Sizi heyecanlı yapan korkularınız ve endişelerinizdir. Bir gruba yapacağınız konuşmada korku ve
endişeleriniz neler olabilir:
Söylemek istediğinizi unutmak
Mantıklı bulunmamak
Sıkıcı olmak

3
İnsanların toplantıyı terk etmesi
Alaya alınmak
Başarısız olmak
Çevrenizin sizin aptal olduğunuzu düşünmesi
Sonuç olarak, deneyimli konuşmacılar da dahil olmak üzere tüm konuşmacılar heyecandan yakınır. Aptal
görünmekten korkar. Bunu bir dakika kendi kendinize düşünün; çok cesaretlendirici değil mi? Siz de diğer
insanlardan çok farklı değilsiniz. Kendi heyecanınızı diğer insanlarınkinden daha kötü olduğunu düşünebilirsiniz.
Öyle değiller. Heyecanlar aynıdır; tek fark onları kontrol etmeyi öğrenmemiş olmanızdır. Onlar sizi kontrol ediyor.
Kendinizi heyecanlı hissetmekten hoşlanmıyor musunuz? Böyle bir sorunun saçma olduğunu
düşünebilirsiniz; ama endişenizi, alıştırmayı öğreniniz. Çünkü iyi bir konuşmacı olmak için ona ihtiyacınız olacak.
O sizin motorunuzun itici gücüdür ve onsuz sıkıcı ve kuru olursunuz.
Olumlu enerjiyi elde edebilmek için onun gücünden yararlanmayı öğrenmelisiniz. Aksi takdirde size
hükmeder ve sizi felç edici bir paniğe iter. Olumsuz heyecanları olumlu güce dönüştürmek için yazar Cristina
Stuart’ ın önerisi:
Varsayın ki bir sonraki bölümde siz konuşacaksınız ve insanların başlamanızı beklediklerini görüyorsunuz.
Kendinizi nasıl hissediyorsunuz? Endişe seviyeniz ne durumda? Orada dururken korkularınız neler? En kötü
korkusuz hangisi? Onu tanımlayabilir misiniz? Orada dururken başınıza gelebilecek en korkunç şey ne olurdu?

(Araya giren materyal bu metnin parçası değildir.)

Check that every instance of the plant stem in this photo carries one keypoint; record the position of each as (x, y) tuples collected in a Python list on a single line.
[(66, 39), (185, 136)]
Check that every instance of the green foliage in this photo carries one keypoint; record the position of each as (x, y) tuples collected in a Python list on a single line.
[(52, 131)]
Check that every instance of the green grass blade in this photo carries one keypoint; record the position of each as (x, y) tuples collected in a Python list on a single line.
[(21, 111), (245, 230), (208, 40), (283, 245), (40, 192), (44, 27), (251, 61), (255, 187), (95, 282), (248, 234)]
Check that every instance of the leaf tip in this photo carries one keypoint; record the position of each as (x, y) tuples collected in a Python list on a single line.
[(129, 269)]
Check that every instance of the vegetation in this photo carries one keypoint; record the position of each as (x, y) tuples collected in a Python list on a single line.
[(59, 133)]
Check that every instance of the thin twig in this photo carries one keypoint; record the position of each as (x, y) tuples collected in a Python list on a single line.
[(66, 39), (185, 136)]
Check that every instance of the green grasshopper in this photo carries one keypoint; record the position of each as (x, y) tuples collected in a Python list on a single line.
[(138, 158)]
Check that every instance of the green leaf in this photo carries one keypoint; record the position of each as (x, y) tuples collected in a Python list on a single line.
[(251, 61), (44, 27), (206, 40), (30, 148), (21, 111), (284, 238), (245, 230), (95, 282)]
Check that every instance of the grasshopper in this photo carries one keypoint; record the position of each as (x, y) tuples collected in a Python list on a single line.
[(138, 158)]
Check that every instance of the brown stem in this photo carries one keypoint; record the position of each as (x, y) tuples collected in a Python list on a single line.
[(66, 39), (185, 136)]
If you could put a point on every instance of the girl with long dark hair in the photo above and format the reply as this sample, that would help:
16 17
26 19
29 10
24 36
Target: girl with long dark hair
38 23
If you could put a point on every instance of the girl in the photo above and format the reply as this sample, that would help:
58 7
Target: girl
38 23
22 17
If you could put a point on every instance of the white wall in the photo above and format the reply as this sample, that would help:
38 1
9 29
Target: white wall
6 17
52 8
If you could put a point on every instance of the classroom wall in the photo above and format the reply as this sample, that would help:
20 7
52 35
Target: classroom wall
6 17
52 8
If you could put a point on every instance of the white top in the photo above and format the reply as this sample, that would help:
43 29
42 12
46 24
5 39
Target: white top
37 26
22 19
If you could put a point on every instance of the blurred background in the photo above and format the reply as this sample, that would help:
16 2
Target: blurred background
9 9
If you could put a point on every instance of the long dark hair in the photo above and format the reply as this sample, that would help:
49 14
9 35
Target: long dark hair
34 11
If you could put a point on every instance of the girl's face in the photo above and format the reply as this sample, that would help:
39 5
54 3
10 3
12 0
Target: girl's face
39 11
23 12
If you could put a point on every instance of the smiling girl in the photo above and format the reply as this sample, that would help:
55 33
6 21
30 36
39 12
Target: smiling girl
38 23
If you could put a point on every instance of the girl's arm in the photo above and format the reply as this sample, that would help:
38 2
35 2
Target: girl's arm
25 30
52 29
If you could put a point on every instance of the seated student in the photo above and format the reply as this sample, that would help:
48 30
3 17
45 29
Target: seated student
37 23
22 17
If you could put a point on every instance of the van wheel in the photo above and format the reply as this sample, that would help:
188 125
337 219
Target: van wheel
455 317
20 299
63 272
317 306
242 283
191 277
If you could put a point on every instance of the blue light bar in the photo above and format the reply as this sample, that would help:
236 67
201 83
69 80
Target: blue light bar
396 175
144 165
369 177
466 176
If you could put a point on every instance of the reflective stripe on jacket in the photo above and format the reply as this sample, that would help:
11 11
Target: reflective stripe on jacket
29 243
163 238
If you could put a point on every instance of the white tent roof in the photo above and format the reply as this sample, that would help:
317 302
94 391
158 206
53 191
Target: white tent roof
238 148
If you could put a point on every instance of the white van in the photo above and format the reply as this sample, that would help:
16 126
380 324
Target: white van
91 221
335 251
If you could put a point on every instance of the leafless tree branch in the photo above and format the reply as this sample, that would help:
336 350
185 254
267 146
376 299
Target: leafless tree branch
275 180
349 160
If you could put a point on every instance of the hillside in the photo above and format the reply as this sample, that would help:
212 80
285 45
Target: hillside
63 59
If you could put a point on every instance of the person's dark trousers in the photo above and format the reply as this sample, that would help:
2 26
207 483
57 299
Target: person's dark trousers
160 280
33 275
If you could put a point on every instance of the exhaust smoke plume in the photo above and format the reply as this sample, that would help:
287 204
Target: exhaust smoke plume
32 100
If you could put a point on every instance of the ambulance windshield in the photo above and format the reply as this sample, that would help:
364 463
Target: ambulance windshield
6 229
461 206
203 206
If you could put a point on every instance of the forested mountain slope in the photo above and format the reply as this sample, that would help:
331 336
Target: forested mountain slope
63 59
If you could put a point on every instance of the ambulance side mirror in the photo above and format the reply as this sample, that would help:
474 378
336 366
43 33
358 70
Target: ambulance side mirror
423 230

Bunu ayrıntılarıyla düşünün; çünkü gerçekleşmek üzere. Düşüncenizi ona kapamayın. Bırakın gerçeklerin ve müthiş
bir korkuyu ve onu kontrol altına alamama çaresizliğini iliklerinize kadar yaşayın. Durum gittikçe kötüleşiyor ve siz
hiçbir şey yapamıyorsunuz. En büyük korkunuz diye düşündüğünüz bu duygularla biraz daha zaman geçiriniz. Bir
süre sonra kendinizi topluluk arenasının dışına atabilmeyi başarıyorsunuz ve kendinizi her yerini tir tir titrer hâlde
buluyorsunuz. Kendi kendinize bir daha asla kimse beni topluluk önünde konuşturamaz diyorsunuz. Kendinizi
aşağılanmış , yerin dibine geçirilmiş, mahcup olmuş hissediyorsunuz. Bu nazik korku hâlinin hayalini inceleyin ve
üzerinde durun; unutmayın ki bu sadece sizin hayaliniz ve ondan istediğiniz zaman kurtulabilirsiniz. Ama onunla
biraz daha bir arada bulunamayız. Bu daha da iyi olacak. Böyle korkunç deneyim karşısında kendinizi nasıl
hissedeceğinizi, neler yapabileceğinizi, neler söyleyebileceğinizi, nasıl yaşayabileceğinizi düşünün. En kötü
korkunuza yoğunlaşın. Mümkün olan en kötü olan korkunuzla yüz yüze gelmek için kendinizi zorlayabiliyorsanız
sinirlerinizi kontrol etmekte bir hayli yol almışsınız demektir.
Korkuyu ve heyecanı yenmenin bir yolu da konuşmacının kendine güven duymasıdır. Konuşmacının güven
duygusuna sahip olması için konuşmasını iyi yapılandırmış olması , konu ile ilgili bir hazırlık yapmış , görsel
araçlarını konuşma taslağını veya bilgi kartlarının iyi hazırlanmış olması gerekir.